There's no way they could keep Hydra a secret this long, right?
So Hydra spent decades and decades hiding out within S.H.I.E.L.D. and managed to infiltrate pretty much every level of government, from world leaders to top politicians? All while literally nesting within the top-secret spy agency S.H.I.E.L.D. along the way? That's ... absurdly hard to believe, right? Look, it's not insane to think there could be a secret society of Hydra out there, doing nefarious things and plotting world domination. It's a core piece of the Marvel universe and has been for decades. That makes sense. But, the idea that Hydra could do all that—for decades—while functioning in double-super secret within an intelligence agency? No way, dude! Someone would have caught wind of this thing at some point. Heck, what about in The Avengers when Tony Stark hacked the servers and stole literally all of S.H.I.E.L.D.'s files? Did no Hydra secrets pop up during his perusal of all that intel?
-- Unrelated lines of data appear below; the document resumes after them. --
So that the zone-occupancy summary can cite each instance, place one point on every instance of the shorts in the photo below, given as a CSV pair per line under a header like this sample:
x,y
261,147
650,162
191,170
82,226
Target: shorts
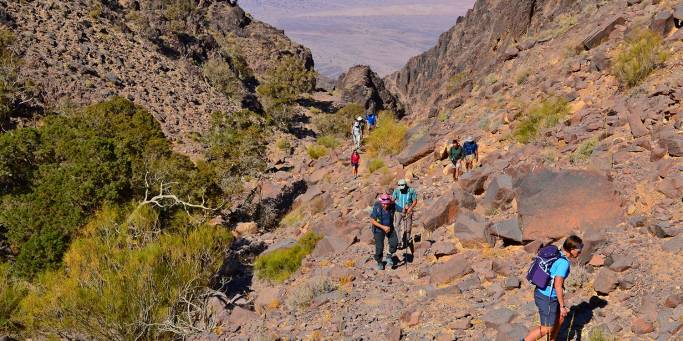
x,y
548,308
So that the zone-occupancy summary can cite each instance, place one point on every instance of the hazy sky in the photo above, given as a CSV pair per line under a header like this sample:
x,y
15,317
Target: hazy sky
x,y
343,33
S.H.I.E.L.D. should already have Tesseract super-weapons
In The Avengers, we learn Nick Fury is using the Tesseract to try to make his very own energy weapons—just like the ones the Red Skull's forces used in Captain America: The First Avenger. We know these weapons are possible because we saw them during World War II, and there's probably a few of them literally left over after the war. So this tech is possible—and apparently it's not all that hard, if the Skull could figure it out in World War II.
But the timeline gets a little hinky in Winter Soldier. It's revealed Armin Zola worked for S.H.I.E.L.D. after World War II until the 1970s, where he planted the seeds of Hydra within the spy agency and eventually downloaded his consciousness into a computer for perpetuity. So if Zola worked for the U.S. for decades, why the heck doesn't S.H.I.E.L.D. already have a boatload of Tesseract weaponry by the time The Avengers rolls around? There's no denying it: the reveal that Zola actually worked for the U.S. for decades really throws a kink or two in the timeline.
Hydra still took down S.H.I.E.L.D.
The big, climactic moment in Winter Soldier comes when Cap and his ragtag team manage to infiltrate the rogue helicarriers and bring them down over the city—essentially destroying the dangerous and cutting-edge tech Hydra planned to hijack. It's spun in a sense of "Yay! They beat Hydra!" But if anything, Hydra still came out on top. Just think about it. The film ended with S.H.I.E.L.D. disgraced and disbanded, and as fans of the tie-in series Agents of S.H.I.E.L.D. are well aware, Hydra survived the end of Winter Soldier and persisted for a while. S.H.I.E.L.D., on the other hand, was pretty much Coulson and his small team working in the shadows as a rogue operation. Sure, the good guys eventually managed to bring Hydra down, but they practically came out on top when compared to S.H.I.E.L.D.'s fallout at the time.
It might not have all happened in the movie, but it's all one universe, so it all counts. Hey, Marvel? You can't brag about building a shared universe if you're just going to ignore all the challenges it presents once you've built it.